We present an overview of techniques for quantizing convolutional neural networks for inference with integer weights and activations. Per-channel quantization of weights and per-layer quantization of activations to 8-bits of precision post-training produces classification accuracies within 2% of floating point networks for a wide variety of CNN architectures. Model sizes can be reduced by a factor of 4 by quantizing weights to 8-bits, even when 8-bit arithmetic is not supported. This can be achieved with simple, post training quantization of weights.We benchmark latencies of quantized networks on CPUs and DSPs and observe a speedup of 2x-3x for quantized implementations compared to floating point on CPUs.
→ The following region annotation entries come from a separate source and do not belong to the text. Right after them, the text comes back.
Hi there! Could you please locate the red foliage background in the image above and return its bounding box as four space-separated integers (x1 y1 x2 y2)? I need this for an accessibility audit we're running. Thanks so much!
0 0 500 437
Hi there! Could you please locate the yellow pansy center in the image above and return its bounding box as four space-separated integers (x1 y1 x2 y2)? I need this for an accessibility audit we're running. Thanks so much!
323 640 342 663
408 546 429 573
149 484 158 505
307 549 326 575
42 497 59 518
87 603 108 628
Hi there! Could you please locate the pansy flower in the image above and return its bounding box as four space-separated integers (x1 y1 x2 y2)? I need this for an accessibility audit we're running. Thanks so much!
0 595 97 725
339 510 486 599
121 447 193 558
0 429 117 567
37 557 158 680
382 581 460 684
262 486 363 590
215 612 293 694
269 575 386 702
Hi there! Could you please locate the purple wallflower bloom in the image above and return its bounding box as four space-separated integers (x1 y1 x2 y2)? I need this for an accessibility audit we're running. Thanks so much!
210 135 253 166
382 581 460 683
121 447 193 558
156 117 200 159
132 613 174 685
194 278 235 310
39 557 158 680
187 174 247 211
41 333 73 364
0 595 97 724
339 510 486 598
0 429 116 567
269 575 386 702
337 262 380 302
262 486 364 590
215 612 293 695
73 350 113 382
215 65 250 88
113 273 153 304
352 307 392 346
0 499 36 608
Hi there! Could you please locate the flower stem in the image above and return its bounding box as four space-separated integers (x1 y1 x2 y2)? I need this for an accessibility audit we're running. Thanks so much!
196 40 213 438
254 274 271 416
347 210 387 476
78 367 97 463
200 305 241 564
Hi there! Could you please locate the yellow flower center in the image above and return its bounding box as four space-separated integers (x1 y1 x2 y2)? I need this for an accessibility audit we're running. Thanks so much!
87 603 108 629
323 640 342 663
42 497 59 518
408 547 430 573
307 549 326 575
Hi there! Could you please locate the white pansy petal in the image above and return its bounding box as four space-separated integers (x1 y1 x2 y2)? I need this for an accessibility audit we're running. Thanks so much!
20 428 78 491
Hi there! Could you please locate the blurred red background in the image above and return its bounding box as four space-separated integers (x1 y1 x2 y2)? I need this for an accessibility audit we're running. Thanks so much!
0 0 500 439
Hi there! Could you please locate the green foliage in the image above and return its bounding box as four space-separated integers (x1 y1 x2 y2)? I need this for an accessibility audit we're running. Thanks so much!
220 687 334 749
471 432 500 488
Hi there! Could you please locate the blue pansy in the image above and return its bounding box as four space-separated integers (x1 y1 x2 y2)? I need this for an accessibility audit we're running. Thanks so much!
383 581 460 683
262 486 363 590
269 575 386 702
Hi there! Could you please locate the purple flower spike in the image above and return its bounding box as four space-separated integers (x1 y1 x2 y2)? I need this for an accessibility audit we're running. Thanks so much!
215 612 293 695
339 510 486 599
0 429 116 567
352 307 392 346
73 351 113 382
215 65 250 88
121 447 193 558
Speedups of up to 10x are observed on specialized processors with fixed point SIMD capabilities, like the Qualcomm QDSPs with HVX. Quantization-aware training can provide further improvements, reducing the gap to floating point to 1% at 8-bit precision. Quantization-aware training also allows for reducing the precision of weights to four bits with accuracy losses ranging from 2% to 10%, with higher accuracy drop for smaller networks.We introduce tools in TensorFlow and TensorFlowLite for quantizing convolutional networks and review best practices for quantization-aware training to obtain high accuracy with quantized weights and activations. We recommend that per-channel quantization of weights and per-layer quantization of activations be the preferred quantization scheme for hardware acceleration and kernel optimization. We also propose that future processors and hardware accelerators for optimized inference support precisions of 4, 8 and 16 bits.